Starting Weight: 352
Lowest Weight: 215 (Feb 2007)
Current Weight: 267

You can do the math.

When the weight first started coming back, I was doing fertility treatments and figured those pounds would disappear once I stopped those funky drugs. Never lost the weight, never had the baby. Job stress, a foster child, moving, losing job...emotional eating at its finest. A few pounds here, a few pounds there...some clothes no longer fit, but other still did. No biggie.

Weigh****chers, a therapist, a registered dietician, the diabetic exchange, diet pills, calorie counting, a gym membership...surely those things would help me take control of my life. Sadly, my heart wasn't in it, and my motivation dwindled.

Then summer arrived, and I found myself avoiding my snug bathing suit, avoiding rollercoasters that I should be riding with my daughter, avoiding doing things that looked like they took physical effort.

I am at THIS POINT! You know, the one where you've completely had it, fed up with where you are. I REFUSE to let fat destroy my life.

So here I am again, the fire in me once again. I am going to use all of my resources to approach weight loss with an arsenal of weapons. While I attack the enemy with a frontal assault, I am also planning a sneak attack...I have an appointment set up to evaluate the possibility of having a revision.

I am not going down without a fight...

Pamela

Bonnie C.
on 7/27/10 2:13 am - Lackawann, NY
My heart goes out to all of you facing weight gain. I'm 6 years post op this month and maintaining my weight loss by watching everything that goes in my mouth. Finally I've learned that I can't eat everything I may want. I did indulge over the holidays 2008 and gained 30 lbs. in no time. Quit eating at night AGAIN, cut out sweets entirely and made changes I knew had to be done. It took over a year & a half  but this morning I weigh 138 lbs. ONLY I HAVE CONTROL OF ME.  I may be compulsive now but I get on the scale every single morning to keep myself in check of my eating habits.
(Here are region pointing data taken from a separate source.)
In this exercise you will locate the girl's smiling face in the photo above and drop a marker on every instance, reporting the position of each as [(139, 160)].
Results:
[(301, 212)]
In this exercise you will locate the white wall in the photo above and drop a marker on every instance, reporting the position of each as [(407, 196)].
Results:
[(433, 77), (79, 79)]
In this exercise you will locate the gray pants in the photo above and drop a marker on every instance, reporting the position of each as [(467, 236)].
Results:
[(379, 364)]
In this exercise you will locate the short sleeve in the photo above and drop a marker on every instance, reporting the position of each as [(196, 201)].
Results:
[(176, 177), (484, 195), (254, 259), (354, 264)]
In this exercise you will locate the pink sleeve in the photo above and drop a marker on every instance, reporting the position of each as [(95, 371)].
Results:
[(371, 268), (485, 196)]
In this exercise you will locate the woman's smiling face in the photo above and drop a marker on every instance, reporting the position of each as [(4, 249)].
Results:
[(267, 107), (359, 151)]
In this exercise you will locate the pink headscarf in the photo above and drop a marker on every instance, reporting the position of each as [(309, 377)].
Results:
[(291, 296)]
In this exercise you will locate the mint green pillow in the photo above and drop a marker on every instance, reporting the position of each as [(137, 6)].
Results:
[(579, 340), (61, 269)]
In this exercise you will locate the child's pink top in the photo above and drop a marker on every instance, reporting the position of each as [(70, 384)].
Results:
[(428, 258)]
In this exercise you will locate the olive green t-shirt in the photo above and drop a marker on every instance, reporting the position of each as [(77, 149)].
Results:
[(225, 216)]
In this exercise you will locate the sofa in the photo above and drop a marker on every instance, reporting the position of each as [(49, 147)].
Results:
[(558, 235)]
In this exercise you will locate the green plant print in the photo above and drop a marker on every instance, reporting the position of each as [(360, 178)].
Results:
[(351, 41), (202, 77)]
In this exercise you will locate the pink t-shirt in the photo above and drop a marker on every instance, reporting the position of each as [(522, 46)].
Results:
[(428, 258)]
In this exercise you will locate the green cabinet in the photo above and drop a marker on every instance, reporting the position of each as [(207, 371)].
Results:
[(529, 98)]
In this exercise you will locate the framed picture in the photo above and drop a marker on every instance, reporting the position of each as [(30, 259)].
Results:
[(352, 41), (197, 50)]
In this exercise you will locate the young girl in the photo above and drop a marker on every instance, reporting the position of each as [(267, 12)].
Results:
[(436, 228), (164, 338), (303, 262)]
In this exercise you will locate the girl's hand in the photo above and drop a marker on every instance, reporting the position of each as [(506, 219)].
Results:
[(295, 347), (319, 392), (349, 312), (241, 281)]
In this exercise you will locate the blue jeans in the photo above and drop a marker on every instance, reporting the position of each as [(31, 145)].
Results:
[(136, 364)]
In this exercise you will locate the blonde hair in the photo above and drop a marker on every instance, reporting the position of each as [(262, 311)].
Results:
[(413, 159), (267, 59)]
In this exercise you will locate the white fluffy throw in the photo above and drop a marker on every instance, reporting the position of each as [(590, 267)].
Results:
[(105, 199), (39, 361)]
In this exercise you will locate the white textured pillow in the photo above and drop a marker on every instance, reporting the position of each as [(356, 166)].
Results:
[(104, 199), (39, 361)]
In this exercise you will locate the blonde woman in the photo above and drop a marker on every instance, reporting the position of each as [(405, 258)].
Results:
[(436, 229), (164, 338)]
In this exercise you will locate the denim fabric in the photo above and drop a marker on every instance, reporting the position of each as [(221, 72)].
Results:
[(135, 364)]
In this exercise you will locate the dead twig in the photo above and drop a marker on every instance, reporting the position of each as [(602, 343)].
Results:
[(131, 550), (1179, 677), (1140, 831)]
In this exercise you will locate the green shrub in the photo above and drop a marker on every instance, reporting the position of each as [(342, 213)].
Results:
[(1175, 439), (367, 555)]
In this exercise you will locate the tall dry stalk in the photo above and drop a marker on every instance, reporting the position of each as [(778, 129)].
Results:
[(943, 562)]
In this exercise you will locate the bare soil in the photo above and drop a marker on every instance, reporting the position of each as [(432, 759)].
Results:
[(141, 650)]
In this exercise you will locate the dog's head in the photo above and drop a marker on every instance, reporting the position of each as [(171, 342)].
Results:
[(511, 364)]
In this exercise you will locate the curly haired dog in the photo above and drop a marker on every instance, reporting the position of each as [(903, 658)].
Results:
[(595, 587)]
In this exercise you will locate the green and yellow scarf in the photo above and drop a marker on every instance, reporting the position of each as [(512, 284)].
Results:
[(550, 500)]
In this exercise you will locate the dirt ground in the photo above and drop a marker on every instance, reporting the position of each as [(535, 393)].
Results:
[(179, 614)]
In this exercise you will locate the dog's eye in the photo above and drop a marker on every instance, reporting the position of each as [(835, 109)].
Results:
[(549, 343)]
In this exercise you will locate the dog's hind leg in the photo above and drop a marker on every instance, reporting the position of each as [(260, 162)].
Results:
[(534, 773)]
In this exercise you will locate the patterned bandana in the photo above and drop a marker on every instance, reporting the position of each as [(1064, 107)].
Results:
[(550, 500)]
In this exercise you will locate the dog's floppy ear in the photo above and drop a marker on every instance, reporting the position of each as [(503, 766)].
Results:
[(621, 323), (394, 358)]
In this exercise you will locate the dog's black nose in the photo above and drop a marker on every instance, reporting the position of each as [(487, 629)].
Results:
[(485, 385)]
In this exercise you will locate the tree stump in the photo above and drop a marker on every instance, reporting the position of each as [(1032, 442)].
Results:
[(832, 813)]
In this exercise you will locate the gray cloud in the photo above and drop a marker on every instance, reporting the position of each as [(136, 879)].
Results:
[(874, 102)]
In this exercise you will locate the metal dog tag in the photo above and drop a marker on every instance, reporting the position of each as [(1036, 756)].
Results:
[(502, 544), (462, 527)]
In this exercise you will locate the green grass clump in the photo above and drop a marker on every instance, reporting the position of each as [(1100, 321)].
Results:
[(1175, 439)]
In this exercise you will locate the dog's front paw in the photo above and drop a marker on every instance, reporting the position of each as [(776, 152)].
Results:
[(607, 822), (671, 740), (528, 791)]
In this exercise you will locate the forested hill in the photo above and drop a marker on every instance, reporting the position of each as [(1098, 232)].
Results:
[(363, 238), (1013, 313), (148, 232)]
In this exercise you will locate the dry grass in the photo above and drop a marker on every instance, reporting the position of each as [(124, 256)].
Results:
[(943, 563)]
It works for me.
 
Please try to get tough with yourself TODAY. Work on today, don't look to tomorrow or yesterday, do what's right today. You faced surgery for a reason and that surgery was a stepping stone to get you on track and a big risk that you survived. You owe it to yourself to not let that slip away.

Bonnie
jewelcrown
on 9/9/10 1:53 pm
Hi Pamela!

Don't give up the fight!  I'm with ya! :)

Jewel

        
NadineM
on 9/24/10 3:26 am - Vancouver, WA
Hope all is better Pamela...hang in there. I have the 40lbs weight gain issue too..and feel like I didn't even have the surgery...I can eat whatever, drink whatever. I know I am not exercising and eating properly which is what got me here in the first place. Remember to go back to basics...this was only a tool to get you there quicker...You have to maintain the tune-up! Hugs!! Nadine
JudithC
on 7/23/13 9:41 pm - Southern, NH

I woke up Sunday morning, my surgery anniversary, with a black cloud over my head. I have been beating myself up for months. I got the OH Happy Birthday email and almost cried. Have been mulling all of this over but coming back and reading these posts really makes me feel better; not only because I'm not the only one who still struggles but because I lost track of the "journey" part.

Long story short:

Starting weight: 282/Pre-op: 271/Lowest: 162/Current: 194

A few years ago, I ruptured two discs and finally agreed to have surgery last year (why did I wait so long for that one too?). Anyway, my back is good, minimal pain but I picked up some bad habits along the way. Eating poorly, no exercise, and the worst, the one that I have problems admitting to everyone, is that I have been drinking too much. At first, it was because the pain was terrible and the drugs worse. Then it became a stress tool. Now it's just a bad habit full of calories.

I know I just need to get to work again but I am reading and realizing I can't do it alone. When I first had surgery, I came on OH every day (and sometimes in the night when I couldn't sleep). Am thinking the time has come to "come back" and start picking up and giving some moral support.

Pamela, I so hope that the revision works for you. THAT POINT, where I am done with the fat again, is where I am too. I just need to get up and do something about it. Good luck and let us know what happens.

sholy
on 9/26/10 6:31 am - KY
Maybe July, 2004 wasn't the right year to have wls! kidding....I am having the same struggles and little success in losing it....It seems harder to lose than ever!